Gift yourself with extra energy in the morning just after getting up from the bed. Start the day in a refreshing and rejuvenating manner so that you can continue the day at your best. As already discussed, I would strongly recommend you to get up early, do a little bit of meditation to keep your thinking process clear and enjoy a little walk in the morning sunshine. Even if you had a bad dream last night, this is going to purge your soul and freshen it up for a new day, a new challenge.
You play tennis very well. Now you have been asked to play a match against a five-year-old boy. Will you feel motivated? No. Why? The challenge is too easy. Now, you have been asked to play against Rafael Nadal. Will you be motivated? No. Why? The challenge is impossible. Now you have been asked to play a match against someone more or less of your talent. Now you feel the motivation. Yes. Why? You have a fair chance of winning. Similarly, you have reached this stage of your life. You have cleared the initial hurdles of the examination. Now you are one among the equals who are appearing in the interview. You have every possibility of getting your dream job. Your challenge is neither too easy nor too difficult. Human being love challenges only when those fall within the optimal zone of difficulty. This is basically what we call Goldilocks Rule which states that humans experience peak motivation when working on tasks that are right on the edge of their current abilities. Not too hard. Not too easy. Just the right. Now, are you not feeling motivated to go the extra mile and get your dream?
Stand in front of the mirror. Have a closer look at you. Talk to yourself. Start believing that you are talking to the Officer you want to be. Make this a regular habit. Gradually the thought becomes imprinted in your subconscious mind and once that happens, you will strive even better to achieve the dream.
Once, there was an older man, who was broke, living in a tiny house and owned a beat-up car. He was living off of $99 social security checks. At 65 years of age, he decided things had to change. So he thought about what he had to offer. His friends raved about his chicken recipe. He decided that this was his best shot at making a change. He left Kentucky and traveled to different states to try to sell his recipe. He told restaurant owners that he had a mouthwatering chicken recipe. He offered the recipe to them for free, just asking for a small percentage on the items sold. Sounds like a good deal, right?
Unfortunately, the restaurants were not interested. He heard ‘NO’ over 1000 times. Even after all of those rejections, he didn’t give up. He believed his chicken recipe was something special. He got rejected 1009 times before he heard his first ‘YES’.

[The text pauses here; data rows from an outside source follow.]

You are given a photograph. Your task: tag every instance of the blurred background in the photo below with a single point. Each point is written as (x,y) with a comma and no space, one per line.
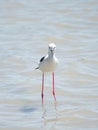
(26,29)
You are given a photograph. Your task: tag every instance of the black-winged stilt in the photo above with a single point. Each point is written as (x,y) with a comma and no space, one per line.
(48,63)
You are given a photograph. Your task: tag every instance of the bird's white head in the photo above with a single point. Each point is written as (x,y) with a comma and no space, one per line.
(51,49)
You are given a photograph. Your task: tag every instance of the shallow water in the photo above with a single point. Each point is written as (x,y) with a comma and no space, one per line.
(27,27)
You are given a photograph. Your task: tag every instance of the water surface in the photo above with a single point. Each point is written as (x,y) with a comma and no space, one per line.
(26,29)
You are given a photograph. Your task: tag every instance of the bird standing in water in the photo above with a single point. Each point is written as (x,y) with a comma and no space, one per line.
(48,63)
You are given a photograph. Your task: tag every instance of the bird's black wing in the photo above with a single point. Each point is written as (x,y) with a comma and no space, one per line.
(42,58)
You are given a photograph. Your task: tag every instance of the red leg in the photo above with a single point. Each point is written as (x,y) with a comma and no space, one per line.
(42,94)
(53,91)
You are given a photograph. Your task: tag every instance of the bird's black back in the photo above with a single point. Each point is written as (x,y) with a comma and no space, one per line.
(42,58)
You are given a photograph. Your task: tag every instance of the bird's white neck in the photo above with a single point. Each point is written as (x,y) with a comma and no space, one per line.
(51,54)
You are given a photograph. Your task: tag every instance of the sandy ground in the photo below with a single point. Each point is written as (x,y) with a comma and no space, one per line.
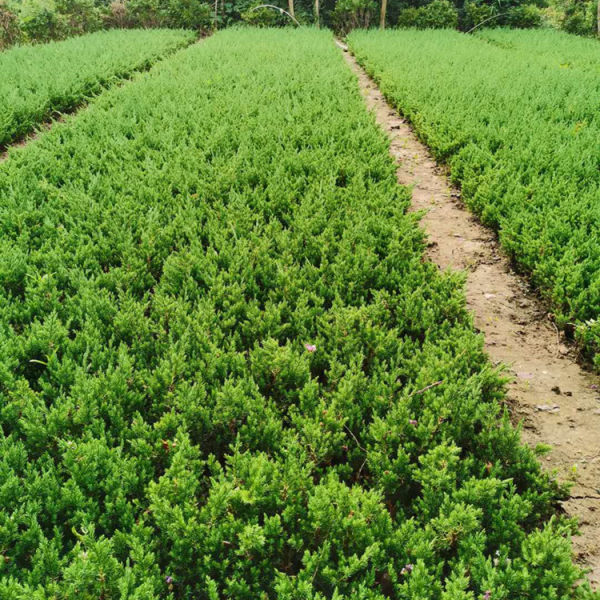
(557,401)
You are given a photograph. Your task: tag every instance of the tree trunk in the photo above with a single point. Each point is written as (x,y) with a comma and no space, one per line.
(382,15)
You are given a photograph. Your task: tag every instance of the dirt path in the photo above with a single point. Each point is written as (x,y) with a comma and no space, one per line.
(558,403)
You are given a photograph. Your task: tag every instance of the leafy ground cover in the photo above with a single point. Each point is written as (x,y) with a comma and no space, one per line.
(39,81)
(548,45)
(226,369)
(519,129)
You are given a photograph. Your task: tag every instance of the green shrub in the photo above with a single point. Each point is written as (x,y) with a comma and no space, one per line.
(438,14)
(260,17)
(79,16)
(41,81)
(39,21)
(461,93)
(186,14)
(525,16)
(475,12)
(580,18)
(9,27)
(351,14)
(228,371)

With that one success, Colonel Hartland Sanders changed the way the world eats chicken. Kentucky Fried Chicken, popularly known as KFC, was born. Isn’t the story really, really motivating?
Remember, never give up and always believe in yourself in spite of rejection.
Now answer the following questions in 15 minutes.
- What has motivated you to aspire for this job?
- How do you correlate motivation and focus?
- What do you do to keep yourself motivated?
- Who or what has been your biggest motivator?
- Tell about a task you accomplished without any motivation.